Stanley Aronwitz and Henry A. Giroux, Postmodern Education: Politics, Culture and Social Criticism, p. 58: Postmodern criticism is also important because it offers the promise of deterritorializing modernism and redrawing its political, social, and cultural boundaries, while simultaneously affirming a politics of racial, gender, and ethnic difference. Moreover, postmodern criticism does not merely challenge dominant Western cultural models with their attendant notion of universally valid knowledge; it also situates us within a world that bears little resemblance to the one that inspired the great narratives of Marx and Freud. In effect, postmodern criticism calls attention to the shifting boundaries related to the increasing influence of the electronic mass media and information technology, the changing nature of class and social formations in postindustrialized capitalist societies, and the growing transgression of boundaries between life and art, high and popular culture, and image and reality.
p.64: On an ideological level, the deterritorialization and remapping characteristic of the postmodern condition can be seen in the effort by many theorists and critics to challenge and rewrite in oppositional terms the modernist ideals of rationality, totality, certainty, and progress along with its "globalizing, integrative vision of the individual's place in history and society" (Richard, 1987/88, 6). But the struggle against the ideals of modernity is not limited to the rewriting of its major texts and assumptions. For example, such a struggle cannot be seen exclusively as a matter of challenging a privileged modernist aesthetic, which calls into question the oppressive organization of space and experience that characterizes institutions such as schools, museums, and the workplace; nor can the struggle against modernity be read simply as a call to open up texts to the heterogeneity of meanings they embody and mediate. These sites of struggle and contestation are important, but the postmodern condition is also rooted in those fundamental political and technological shifts that undermine the central modernist notion that there exists "a legitimate center --a unique and superior position from which to establish control and to determine hierarchies" (Richards, 1987/88, 6). This center refers to the privileging of Western patriarchal culture, with its representations of domination rooted in a Eurocentric conception of the world, and to the technological, political, economic, and military resources that once were almost exclusively dominated by the Western industrial countries. In effect, the basic elements of the postmodern condition have been created by major changes in the global redistribution of political power in the West, the transformations in the nature of the forces of production, and the emergence of new forms of cultural criticism.

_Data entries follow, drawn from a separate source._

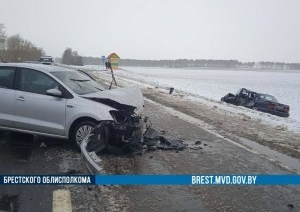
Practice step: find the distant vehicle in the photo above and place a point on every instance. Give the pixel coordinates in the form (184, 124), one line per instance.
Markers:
(257, 101)
(46, 60)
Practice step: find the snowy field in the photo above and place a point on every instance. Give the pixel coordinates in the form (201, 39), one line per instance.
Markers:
(208, 86)
(213, 84)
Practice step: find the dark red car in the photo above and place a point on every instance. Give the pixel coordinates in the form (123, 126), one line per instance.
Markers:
(257, 101)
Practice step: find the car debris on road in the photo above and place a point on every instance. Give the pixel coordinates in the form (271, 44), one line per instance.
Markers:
(100, 139)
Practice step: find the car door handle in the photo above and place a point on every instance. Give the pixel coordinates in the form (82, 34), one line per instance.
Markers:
(21, 98)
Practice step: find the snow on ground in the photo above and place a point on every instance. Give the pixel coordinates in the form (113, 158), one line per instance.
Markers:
(208, 86)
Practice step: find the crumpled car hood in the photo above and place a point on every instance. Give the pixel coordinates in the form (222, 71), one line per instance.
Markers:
(128, 96)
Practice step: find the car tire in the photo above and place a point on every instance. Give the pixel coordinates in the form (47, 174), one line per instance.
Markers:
(80, 131)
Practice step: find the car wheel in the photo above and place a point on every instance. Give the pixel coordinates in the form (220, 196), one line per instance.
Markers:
(81, 130)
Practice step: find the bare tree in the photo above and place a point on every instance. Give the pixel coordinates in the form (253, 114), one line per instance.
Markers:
(2, 40)
(71, 58)
(19, 49)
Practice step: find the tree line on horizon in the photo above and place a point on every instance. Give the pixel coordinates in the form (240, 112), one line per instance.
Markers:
(183, 63)
(17, 49)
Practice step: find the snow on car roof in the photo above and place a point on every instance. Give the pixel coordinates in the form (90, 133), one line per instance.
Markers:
(40, 67)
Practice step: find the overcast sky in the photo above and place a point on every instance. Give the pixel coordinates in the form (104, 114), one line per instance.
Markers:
(253, 30)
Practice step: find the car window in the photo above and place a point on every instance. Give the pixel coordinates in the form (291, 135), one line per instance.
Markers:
(78, 82)
(36, 82)
(7, 77)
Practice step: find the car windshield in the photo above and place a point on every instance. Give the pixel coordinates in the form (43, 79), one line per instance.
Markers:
(78, 82)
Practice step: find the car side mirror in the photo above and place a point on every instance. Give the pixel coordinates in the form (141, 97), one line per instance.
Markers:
(54, 92)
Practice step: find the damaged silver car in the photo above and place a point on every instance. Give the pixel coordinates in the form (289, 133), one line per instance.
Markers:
(59, 102)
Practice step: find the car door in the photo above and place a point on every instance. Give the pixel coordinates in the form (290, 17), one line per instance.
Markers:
(6, 96)
(34, 109)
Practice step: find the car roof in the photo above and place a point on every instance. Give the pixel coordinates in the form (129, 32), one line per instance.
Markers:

p. 116: postmodernism presents itself as a critique of all
forms of representations and meanings that claim transcendental
and transhistorical status. It rejects universal reason as a foundation
for human affairs, and poses as alternatives forms of knowing
that are partical, historical, and social. In addition, postmodernism
points to a world in which the production of meaning has become
as important as the production of labor in shaping the boundaries
of human existence. In this view, how we are constituted in language
is no less important than how we are constructed as subjects within
relations of production. The political economy of the sign does
not displace political economy; it simply assumes its rightful
place as a primary category for understanding how identities are
forged within particular relations of privilege, oppression, and
struggle. Similarly, postmodernism serves to deterritorialize
the map of dominant cultural understanding. That is, it rejects
the European tradition as the exclusive referent for judging what
constitutes historical, cultural, and political truth. There is
no tradition or story that can speak with authority and certainty
for all of humanity. A postmodernism of resistance argues that
traditions should be valued for their attempts to name the partial,
the particular, and the specific; in this view, traditions demonstrate
the importance of constituting history as a dialogue among a variety
of voices as they struggle within assymetrical relations of power.
Traditions are not valued for their claims to truth or authority,
but for the ways in which they serve to liberate and enlarge human
possibilities. Tradition does not represent an all-embracing view
of life: instead, it serves to place people self-consciously in
their histories by making them aware of the memories constituted
in difference, struggle, and hope. Tradition, in postmodern terms,
is a form of counter-memory that points to the fluid and complex
identities that constitute the social and political construction
of public life.
...a postmodernism of resistance challenges the liberal humanist notion of the unified, rational subject as the bearer of history, In this view, the subject is not unified, nor can such a subject's action be guaranteed in metaphysical or transhistorical terms. Postmodernism views the subject as contradictory and multilayered, and rejects the notion that individual consciousness and reason are the most important determinants in shaping human history. It posits instead a faith in forms of soical transformation that understand the historical, structural, and ideological limits that shape the possibility for self-reflection and action. Postmodernism points to solidarity, community, and compassion as essential aspects of how we develop and understand the capacities we have for experiencing the world and ourselves in a meaningful way. More specifically, postmodernism offers a series of referents for rethinking how we are constituted as subjects within a rapidly changing set of political, social, and cultural conditions.